Managing carbohydrate overload of the rumen

Published: 16 December 2014

Research in production animal health is working on multiple related, collaborative projects with industrial partners intended to maximise animal welfare and efficiency of production.

Dairy herd feeding‌Ruminants have evolved to accommodate microorganisms that can digest fibrous feeds, which are generally low in soluble carbohydrates (starch and sugars) but high in insoluble carbohydrates (cellulose and pectins). However, the growth rate and lactational performance of ruminants can be dramatically increased by feeding concentrates with high levels of starch, a soluble carbohydrate. There is a limit to how much starch a cow can be fed before the rumen content becomes too acidic to maintain a healthy microbiome.

Prof. Nick Jonsson’s group is working on three related, industry-funded projects intended to optimise the feeding of high energy concentrates to cattle. One project is a BBSRC Industrial Partnership Award, led by University of Aberdeen, with University of Strathclyde, Harbro, Chr. Hansen, AB Vista, Quality Meat Scotland and DairyCo support. This project is a field study to characterise the pathology associated with high levels of soluble carbohydrate feeding and to identify new probiotics for cattle to prevent acidosis.

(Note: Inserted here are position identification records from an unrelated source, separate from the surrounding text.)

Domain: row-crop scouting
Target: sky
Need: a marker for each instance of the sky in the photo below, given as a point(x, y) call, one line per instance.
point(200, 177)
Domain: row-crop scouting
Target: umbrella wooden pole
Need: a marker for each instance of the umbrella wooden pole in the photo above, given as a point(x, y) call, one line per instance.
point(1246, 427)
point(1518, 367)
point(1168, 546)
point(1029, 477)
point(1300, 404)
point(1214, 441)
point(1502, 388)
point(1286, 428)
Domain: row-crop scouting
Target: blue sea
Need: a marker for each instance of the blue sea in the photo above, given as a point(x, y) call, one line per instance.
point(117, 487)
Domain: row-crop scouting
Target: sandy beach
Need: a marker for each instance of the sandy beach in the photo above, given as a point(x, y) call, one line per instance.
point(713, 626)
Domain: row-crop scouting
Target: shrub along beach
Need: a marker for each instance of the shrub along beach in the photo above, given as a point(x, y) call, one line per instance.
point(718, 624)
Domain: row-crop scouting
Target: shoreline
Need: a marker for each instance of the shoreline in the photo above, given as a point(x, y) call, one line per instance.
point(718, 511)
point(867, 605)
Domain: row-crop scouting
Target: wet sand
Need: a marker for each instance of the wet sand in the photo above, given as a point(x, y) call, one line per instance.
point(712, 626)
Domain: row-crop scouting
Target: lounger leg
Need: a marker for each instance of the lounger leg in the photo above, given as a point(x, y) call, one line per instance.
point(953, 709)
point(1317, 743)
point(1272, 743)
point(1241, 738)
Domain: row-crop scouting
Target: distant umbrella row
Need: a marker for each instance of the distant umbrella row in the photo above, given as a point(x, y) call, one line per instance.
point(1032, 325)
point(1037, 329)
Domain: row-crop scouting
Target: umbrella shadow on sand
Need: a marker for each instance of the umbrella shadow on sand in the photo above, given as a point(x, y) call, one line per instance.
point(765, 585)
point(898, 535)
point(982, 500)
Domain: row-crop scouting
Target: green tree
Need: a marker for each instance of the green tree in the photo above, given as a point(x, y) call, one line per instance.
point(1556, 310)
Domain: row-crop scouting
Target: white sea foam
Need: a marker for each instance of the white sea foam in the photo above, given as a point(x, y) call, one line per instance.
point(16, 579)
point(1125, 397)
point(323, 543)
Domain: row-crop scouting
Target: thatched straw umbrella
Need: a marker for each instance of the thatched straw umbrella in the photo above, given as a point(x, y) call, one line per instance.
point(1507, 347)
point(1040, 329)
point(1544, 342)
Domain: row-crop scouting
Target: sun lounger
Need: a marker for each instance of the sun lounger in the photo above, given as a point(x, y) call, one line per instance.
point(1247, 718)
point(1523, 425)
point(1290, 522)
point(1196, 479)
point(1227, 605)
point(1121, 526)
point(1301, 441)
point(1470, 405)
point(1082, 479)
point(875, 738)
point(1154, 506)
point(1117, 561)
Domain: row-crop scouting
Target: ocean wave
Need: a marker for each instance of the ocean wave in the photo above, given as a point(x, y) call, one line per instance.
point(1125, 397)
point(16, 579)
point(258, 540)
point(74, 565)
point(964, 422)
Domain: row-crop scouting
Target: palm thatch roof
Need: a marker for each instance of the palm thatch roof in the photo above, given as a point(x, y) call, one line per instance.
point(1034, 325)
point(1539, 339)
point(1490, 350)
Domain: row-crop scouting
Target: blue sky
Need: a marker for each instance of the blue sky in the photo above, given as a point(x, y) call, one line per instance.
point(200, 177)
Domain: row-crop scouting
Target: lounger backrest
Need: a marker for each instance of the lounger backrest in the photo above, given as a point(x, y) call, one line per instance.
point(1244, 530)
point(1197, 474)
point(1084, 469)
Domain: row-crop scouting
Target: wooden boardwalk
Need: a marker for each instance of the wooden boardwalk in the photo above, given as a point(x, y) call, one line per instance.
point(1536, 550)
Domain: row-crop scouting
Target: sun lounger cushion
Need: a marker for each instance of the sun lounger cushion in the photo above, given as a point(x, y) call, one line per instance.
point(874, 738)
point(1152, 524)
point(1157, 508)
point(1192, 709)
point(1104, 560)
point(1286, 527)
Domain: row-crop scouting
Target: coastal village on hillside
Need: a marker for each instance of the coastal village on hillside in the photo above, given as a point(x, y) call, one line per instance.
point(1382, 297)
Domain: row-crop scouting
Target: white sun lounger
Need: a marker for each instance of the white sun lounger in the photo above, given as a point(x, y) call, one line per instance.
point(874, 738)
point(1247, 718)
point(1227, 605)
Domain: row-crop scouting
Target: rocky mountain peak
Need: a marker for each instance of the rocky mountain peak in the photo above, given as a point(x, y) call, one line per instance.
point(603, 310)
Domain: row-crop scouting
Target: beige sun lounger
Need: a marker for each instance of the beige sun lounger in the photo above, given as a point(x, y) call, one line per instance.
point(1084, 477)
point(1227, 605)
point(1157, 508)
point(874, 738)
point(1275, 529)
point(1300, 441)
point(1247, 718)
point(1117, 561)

Another project, funded by AB Vista, is comparing the metabolomic, metagenomic, and transcriptomic responses to concentrate feeding of cattle and sheep, with a view to determining the extent to which sheep can substitute as a model for cattle.

A third study is a collaboration between Well Cow Ltd; Silent Herdsman and the University of Glasgow to develop a new device for monitoring rumen function.